この人たちとは、一緒に漁に行き、食事を共にする他の弟子たちを指します。 「この人たちよりも」 これは比較法です。ペトロの答えからも、彼の心理状態が窺えます。三度目の質問に対して答えるとき、ペトロは「私があなたを愛していることを、あなたはよく知っておられます」と言っています。

少し問題提起をしながらみことばを繙(ひもと)くと、単刀直入に、「はい、主よ、私が主を愛します!」と答えれば、簡単明瞭なのにペトロは「あなたがご存じです」と答えます。そして、第三度目の質問には悲しくなり、きちんと言えず、「あなたがよく知っておられます」と答えています。

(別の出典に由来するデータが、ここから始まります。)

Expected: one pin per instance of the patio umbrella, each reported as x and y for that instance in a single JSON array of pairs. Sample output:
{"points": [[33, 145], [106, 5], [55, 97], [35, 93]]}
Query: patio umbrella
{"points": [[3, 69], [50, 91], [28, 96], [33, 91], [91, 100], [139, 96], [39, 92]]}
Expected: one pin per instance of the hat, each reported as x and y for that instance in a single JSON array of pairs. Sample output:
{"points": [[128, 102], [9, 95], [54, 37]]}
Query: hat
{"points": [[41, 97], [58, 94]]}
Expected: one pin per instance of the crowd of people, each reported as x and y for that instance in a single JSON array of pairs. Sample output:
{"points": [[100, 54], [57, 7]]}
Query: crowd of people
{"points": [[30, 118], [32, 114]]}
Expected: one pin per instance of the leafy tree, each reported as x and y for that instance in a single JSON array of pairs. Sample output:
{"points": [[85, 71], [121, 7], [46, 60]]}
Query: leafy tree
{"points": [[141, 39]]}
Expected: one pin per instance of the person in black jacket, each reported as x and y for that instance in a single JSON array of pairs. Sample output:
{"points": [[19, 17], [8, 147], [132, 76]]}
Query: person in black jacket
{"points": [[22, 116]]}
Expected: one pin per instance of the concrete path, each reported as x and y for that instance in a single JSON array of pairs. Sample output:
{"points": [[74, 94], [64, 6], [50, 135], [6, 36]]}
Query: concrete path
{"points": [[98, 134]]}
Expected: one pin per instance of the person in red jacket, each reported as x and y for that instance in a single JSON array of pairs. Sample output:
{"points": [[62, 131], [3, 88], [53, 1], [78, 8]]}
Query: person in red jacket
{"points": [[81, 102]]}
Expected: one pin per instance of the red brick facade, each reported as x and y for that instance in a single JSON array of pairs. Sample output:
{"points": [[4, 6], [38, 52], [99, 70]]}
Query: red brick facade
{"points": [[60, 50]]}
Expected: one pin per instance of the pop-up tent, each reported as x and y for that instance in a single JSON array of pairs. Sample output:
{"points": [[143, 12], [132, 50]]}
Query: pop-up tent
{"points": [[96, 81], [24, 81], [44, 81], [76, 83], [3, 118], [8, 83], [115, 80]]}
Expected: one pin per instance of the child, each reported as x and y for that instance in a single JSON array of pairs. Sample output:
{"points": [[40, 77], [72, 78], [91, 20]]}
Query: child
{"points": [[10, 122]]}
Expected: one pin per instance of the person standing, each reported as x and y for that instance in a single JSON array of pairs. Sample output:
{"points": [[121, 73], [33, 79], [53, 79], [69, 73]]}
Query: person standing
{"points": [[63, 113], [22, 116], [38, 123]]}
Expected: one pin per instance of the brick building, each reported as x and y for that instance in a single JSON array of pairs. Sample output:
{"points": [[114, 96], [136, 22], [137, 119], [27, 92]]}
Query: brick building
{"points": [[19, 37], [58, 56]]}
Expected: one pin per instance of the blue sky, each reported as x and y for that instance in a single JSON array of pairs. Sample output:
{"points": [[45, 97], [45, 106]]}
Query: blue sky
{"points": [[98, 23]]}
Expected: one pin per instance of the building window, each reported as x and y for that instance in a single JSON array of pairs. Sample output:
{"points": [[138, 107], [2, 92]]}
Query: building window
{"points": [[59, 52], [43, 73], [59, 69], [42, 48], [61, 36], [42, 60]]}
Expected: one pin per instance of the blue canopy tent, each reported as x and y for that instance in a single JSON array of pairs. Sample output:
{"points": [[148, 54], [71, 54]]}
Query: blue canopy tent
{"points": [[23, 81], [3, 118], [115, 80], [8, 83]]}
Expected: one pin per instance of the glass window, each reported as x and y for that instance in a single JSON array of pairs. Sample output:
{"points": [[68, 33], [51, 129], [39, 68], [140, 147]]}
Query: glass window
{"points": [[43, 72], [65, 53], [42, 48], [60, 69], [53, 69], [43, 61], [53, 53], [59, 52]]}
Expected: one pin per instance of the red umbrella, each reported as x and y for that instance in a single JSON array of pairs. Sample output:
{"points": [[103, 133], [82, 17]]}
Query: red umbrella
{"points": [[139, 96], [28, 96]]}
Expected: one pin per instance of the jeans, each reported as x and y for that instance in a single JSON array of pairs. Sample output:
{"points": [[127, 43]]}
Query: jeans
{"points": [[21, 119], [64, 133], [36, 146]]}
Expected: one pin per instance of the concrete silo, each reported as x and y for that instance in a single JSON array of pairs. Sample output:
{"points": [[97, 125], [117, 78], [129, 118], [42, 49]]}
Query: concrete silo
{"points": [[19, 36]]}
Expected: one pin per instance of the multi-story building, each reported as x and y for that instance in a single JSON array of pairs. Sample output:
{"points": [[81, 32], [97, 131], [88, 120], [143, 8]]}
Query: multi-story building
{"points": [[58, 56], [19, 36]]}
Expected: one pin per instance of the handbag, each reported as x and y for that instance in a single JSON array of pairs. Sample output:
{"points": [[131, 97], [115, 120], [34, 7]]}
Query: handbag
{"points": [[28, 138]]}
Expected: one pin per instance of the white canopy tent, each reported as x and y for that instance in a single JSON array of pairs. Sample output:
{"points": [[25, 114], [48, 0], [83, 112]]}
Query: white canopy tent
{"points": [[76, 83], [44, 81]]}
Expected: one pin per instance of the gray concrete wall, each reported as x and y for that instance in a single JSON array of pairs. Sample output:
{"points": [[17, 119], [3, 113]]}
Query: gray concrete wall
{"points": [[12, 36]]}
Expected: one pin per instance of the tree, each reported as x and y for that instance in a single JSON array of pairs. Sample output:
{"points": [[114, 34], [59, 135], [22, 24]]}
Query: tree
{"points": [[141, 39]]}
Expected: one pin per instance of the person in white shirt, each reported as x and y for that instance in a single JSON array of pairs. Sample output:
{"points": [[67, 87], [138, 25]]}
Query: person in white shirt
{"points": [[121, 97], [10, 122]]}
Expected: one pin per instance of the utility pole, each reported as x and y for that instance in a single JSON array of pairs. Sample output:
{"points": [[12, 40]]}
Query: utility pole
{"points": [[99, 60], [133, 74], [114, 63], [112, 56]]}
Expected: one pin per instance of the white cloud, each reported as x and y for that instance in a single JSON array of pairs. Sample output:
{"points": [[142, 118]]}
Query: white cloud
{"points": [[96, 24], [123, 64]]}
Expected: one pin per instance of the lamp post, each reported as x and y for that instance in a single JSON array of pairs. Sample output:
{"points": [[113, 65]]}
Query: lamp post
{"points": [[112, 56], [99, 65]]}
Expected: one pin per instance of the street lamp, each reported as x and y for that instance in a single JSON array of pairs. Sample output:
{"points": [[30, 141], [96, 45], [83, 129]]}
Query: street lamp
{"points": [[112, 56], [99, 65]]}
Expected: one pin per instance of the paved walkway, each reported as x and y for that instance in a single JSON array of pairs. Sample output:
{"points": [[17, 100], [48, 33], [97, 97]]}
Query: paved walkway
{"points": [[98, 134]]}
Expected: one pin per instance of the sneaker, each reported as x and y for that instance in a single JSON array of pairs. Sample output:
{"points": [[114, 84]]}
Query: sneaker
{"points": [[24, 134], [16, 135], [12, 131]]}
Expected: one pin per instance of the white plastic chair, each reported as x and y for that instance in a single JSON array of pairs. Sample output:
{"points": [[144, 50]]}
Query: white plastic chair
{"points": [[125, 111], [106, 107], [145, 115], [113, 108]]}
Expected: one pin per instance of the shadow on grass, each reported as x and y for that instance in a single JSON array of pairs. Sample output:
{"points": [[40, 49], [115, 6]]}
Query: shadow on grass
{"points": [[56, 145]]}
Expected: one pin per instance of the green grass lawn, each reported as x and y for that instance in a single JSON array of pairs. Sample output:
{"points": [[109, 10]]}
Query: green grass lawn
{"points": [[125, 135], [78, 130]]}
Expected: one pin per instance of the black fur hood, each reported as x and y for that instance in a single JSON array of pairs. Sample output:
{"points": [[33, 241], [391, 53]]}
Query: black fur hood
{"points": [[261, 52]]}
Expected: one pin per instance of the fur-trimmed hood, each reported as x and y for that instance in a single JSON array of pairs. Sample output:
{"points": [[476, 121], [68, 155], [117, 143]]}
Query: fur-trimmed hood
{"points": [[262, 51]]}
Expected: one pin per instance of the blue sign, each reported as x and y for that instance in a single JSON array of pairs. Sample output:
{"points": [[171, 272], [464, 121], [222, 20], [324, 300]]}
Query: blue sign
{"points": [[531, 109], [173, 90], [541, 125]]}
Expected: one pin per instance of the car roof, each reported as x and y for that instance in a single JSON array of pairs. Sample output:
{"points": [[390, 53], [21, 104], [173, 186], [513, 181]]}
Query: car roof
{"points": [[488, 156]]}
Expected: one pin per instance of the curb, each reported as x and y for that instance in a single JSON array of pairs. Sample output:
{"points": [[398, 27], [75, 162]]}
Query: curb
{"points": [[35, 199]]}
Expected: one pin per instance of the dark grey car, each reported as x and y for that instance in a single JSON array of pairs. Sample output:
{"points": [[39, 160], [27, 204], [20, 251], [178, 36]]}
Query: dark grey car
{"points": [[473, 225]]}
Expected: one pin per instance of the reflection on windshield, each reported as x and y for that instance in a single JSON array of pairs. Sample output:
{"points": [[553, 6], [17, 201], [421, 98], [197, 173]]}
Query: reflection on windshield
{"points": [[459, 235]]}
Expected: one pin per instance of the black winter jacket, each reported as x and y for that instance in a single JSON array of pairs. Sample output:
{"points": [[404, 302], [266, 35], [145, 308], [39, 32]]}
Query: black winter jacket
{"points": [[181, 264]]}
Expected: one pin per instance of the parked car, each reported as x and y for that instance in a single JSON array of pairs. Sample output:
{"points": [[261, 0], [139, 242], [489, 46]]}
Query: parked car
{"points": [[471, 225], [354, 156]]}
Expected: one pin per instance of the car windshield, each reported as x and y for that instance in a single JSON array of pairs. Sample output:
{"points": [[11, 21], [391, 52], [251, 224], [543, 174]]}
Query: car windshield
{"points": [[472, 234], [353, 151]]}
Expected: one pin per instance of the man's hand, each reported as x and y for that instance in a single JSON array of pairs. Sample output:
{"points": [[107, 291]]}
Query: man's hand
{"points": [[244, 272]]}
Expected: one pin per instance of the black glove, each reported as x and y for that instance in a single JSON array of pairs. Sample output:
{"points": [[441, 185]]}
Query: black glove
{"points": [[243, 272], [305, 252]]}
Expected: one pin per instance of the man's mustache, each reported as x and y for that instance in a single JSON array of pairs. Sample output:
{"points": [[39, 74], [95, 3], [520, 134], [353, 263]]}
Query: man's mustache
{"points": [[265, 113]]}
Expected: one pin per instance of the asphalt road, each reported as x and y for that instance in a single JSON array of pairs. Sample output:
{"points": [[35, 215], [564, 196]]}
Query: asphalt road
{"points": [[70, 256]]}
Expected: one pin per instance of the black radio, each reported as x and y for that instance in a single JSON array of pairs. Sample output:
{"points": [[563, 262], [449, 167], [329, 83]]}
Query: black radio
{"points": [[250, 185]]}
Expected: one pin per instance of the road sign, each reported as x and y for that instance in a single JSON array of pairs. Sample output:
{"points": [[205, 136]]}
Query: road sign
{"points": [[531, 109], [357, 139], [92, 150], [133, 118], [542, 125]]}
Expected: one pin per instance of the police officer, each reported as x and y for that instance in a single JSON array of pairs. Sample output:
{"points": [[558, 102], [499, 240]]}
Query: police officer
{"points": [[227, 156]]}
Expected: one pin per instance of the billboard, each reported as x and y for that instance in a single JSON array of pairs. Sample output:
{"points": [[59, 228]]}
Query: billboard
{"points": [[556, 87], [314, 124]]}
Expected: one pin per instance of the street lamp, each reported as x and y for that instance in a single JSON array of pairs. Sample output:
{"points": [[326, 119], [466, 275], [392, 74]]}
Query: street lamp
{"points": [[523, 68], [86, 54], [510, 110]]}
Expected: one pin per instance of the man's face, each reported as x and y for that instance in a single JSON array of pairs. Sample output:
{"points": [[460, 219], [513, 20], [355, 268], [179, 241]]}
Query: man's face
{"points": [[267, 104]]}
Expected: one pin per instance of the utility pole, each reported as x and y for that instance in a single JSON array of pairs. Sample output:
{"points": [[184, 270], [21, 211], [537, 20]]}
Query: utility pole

先も申し上げましたが、ペトロの立場では、イエス様とやりとりするのが負担になっていたかもしれません。皆さんも考えてみて下さい。先生を知らないと嘘を言いながら、イエス様を否認していた自分を思い出すと、どれほど恥ずかしく、面目なかったでしょう。さて、話を少し変えてみましょう。信徒の皆さん、愛はどんなものですか?

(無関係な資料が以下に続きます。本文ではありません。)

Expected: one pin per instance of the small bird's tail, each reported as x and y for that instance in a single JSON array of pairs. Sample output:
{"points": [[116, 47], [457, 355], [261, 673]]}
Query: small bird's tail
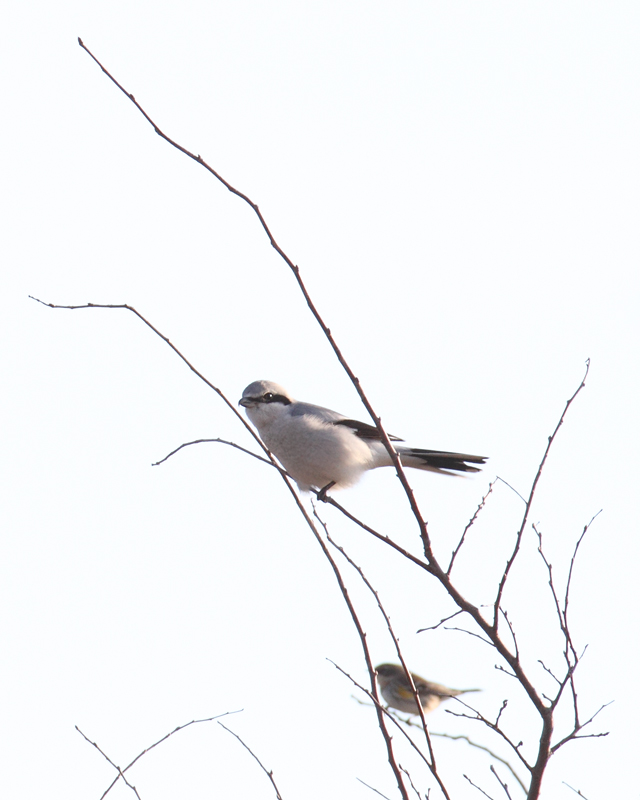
{"points": [[438, 460]]}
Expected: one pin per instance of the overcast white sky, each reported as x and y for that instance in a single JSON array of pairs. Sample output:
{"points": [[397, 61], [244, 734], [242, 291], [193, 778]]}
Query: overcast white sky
{"points": [[458, 182]]}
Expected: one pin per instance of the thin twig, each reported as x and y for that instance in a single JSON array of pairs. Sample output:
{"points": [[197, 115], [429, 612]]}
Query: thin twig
{"points": [[502, 783], [220, 441], [409, 676], [516, 549], [269, 773], [468, 526], [475, 786], [147, 749], [373, 789]]}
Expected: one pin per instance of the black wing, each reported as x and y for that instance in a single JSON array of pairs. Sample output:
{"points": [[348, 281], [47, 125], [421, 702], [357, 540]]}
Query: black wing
{"points": [[365, 431]]}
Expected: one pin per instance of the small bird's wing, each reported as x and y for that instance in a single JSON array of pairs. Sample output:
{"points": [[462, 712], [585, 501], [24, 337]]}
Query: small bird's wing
{"points": [[427, 688], [299, 409], [365, 431]]}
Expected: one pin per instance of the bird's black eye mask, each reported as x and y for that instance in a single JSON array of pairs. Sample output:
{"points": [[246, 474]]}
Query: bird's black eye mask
{"points": [[270, 397]]}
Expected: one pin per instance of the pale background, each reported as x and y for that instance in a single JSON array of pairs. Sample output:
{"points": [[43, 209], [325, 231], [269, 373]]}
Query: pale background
{"points": [[458, 182]]}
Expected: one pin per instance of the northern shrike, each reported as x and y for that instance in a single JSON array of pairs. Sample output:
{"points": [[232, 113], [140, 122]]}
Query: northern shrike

愛し合う関係において、愛する相手の立場を確認してみたくなるでしょう。本当にあの人が私を心から愛しているのか?互いに愛し合っているのが、確認できれば、その後のことは命を差し出しても、その愛を守ろうとするでしょう。今、イエス様と弟子たちの間で、必要なのは口で言うことだけでなく、行動と決断が必要なようです。

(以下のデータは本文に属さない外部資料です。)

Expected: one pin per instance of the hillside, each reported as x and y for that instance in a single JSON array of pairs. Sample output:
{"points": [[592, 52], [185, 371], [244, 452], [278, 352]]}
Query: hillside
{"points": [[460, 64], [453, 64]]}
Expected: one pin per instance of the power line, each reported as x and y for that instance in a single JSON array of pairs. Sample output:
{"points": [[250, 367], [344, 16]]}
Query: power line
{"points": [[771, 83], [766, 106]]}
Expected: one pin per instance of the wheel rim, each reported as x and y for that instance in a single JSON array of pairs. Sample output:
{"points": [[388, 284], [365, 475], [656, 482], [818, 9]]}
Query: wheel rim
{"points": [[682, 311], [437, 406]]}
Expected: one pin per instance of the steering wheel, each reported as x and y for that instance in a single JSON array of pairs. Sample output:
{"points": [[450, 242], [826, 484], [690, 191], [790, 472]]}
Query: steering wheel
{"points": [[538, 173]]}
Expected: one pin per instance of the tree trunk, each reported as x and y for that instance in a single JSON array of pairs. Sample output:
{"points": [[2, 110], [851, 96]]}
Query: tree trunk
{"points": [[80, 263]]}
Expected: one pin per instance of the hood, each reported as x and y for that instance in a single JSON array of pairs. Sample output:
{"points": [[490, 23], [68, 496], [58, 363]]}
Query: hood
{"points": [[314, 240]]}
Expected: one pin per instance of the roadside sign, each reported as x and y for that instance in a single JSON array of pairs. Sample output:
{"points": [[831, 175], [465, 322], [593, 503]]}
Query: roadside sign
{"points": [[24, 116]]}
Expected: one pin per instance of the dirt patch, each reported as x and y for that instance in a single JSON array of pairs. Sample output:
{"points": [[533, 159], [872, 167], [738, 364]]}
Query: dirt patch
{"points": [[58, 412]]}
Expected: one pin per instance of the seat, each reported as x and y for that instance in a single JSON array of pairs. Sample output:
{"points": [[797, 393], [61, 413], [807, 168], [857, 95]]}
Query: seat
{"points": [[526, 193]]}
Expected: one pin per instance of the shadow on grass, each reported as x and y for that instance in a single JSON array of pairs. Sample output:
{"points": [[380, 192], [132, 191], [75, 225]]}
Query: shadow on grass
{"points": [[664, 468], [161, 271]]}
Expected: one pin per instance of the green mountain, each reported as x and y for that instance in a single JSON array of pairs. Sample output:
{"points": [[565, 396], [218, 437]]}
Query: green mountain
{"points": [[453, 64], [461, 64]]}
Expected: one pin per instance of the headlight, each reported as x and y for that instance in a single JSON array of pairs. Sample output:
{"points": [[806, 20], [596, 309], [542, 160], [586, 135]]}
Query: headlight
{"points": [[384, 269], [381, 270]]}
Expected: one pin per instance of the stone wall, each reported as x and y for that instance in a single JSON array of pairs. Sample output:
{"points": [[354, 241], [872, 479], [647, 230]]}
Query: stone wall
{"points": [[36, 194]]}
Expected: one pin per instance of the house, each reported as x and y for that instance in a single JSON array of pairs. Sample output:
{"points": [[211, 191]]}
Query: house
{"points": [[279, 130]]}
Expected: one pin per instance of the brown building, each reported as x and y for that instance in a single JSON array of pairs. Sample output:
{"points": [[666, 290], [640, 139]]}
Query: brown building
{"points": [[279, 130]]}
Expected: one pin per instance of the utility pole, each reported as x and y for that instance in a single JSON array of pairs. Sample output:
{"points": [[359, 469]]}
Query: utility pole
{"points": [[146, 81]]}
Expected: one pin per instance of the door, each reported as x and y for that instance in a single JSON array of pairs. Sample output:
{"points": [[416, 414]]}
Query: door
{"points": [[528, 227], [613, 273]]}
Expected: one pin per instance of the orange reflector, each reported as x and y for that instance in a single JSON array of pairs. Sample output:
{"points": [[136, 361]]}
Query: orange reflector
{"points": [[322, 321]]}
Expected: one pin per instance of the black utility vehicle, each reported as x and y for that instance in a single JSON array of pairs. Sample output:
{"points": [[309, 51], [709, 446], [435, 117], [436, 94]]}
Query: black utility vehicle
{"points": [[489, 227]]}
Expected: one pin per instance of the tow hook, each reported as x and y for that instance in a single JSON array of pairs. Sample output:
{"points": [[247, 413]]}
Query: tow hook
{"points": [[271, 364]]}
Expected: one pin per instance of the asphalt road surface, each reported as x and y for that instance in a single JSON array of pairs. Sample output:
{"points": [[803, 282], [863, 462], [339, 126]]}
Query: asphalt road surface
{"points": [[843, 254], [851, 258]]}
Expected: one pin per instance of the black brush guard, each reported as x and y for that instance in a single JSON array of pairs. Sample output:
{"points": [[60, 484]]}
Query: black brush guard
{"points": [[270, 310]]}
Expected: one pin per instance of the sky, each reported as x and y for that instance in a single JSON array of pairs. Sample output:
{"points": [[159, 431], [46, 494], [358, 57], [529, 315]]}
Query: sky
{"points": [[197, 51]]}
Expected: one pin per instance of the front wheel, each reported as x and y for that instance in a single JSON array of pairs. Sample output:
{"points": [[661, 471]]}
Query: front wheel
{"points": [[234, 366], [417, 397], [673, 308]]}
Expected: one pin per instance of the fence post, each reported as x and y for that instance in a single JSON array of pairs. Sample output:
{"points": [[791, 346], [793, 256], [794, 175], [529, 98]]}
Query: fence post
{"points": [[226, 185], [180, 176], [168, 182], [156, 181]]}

今日のみことばで、イエス様とペトロと弟子たちとの関係は完全に回復しました。イエス様がペトロの答えを聞きながら、彼に与えた言葉を、私たちは知っています。「わたしの小羊を飼いなさい、私の羊の世話をしなさい、私の羊を飼いなさい」と話されました。弟子たちに使命、彼らがすべきことを明確に教えてくださったのです。イエス様の十字架の死によって、彼らは失望し故郷に戻って来ました。そして、漁師の仕事を再び始めたペトロと弟子たちに、新しい使命を与えて下さったのです。覚えていますか!イエス様は、ペトロと初めて会って、彼らを弟子にするとき、「あなたを人間をとる漁師にしよう」と言われました。今、ペトロと弟子たちは、真に、人間をとる漁師になるという目的が明らかになりました。失敗し、失望し、イエス様のみことばの意図がきちんと理解できず、挫折に陥っているときに、イエス様は彼らのもとに来られました。イエス様は弟子たちを愛しておられます。イエス様は私たちを愛しておられます。イエス様は私を愛しておられます。ペトロに質問された、あなたはわたしを愛しているか。今までペトロにだけ向けた質問であると考えましたが、違っていました。イエス様がペトロを愛してくださいました。目的、使命を与えるために、それを確認させたのです。ペトロがイエス様を愛するより、私たちがイエス様を愛するより、私がイエス様を愛するより、イエス様があなたと私を愛しておられるのです。人間関係とは、お互いに相手に対する信頼と愛で結ばれていることであるのを、再度確認する時間です。イエス様は、弟子たちと私たちを、今も愛しておられます。

<祈祷>

弟子たちを愛するイエス様、イエス様はガリラヤで魚を捕っていた彼らに来られました。愛する心を確認させ、全ての不安と不信から抜け出させてくださいました。主よ、私たちを愛して下さり、感謝します。この主日の朝、私たちも主を愛しますと告白し、新たな使命、目的を持って生きて行くようにして下さり、感謝します。この世で行きながら、すべきこと、主の福音を持って、この世に仕え、羊に仕える私たちにならせて下さい。感謝しながら、主イエス・キリストのみ名によってお祈りいたします。アーメン。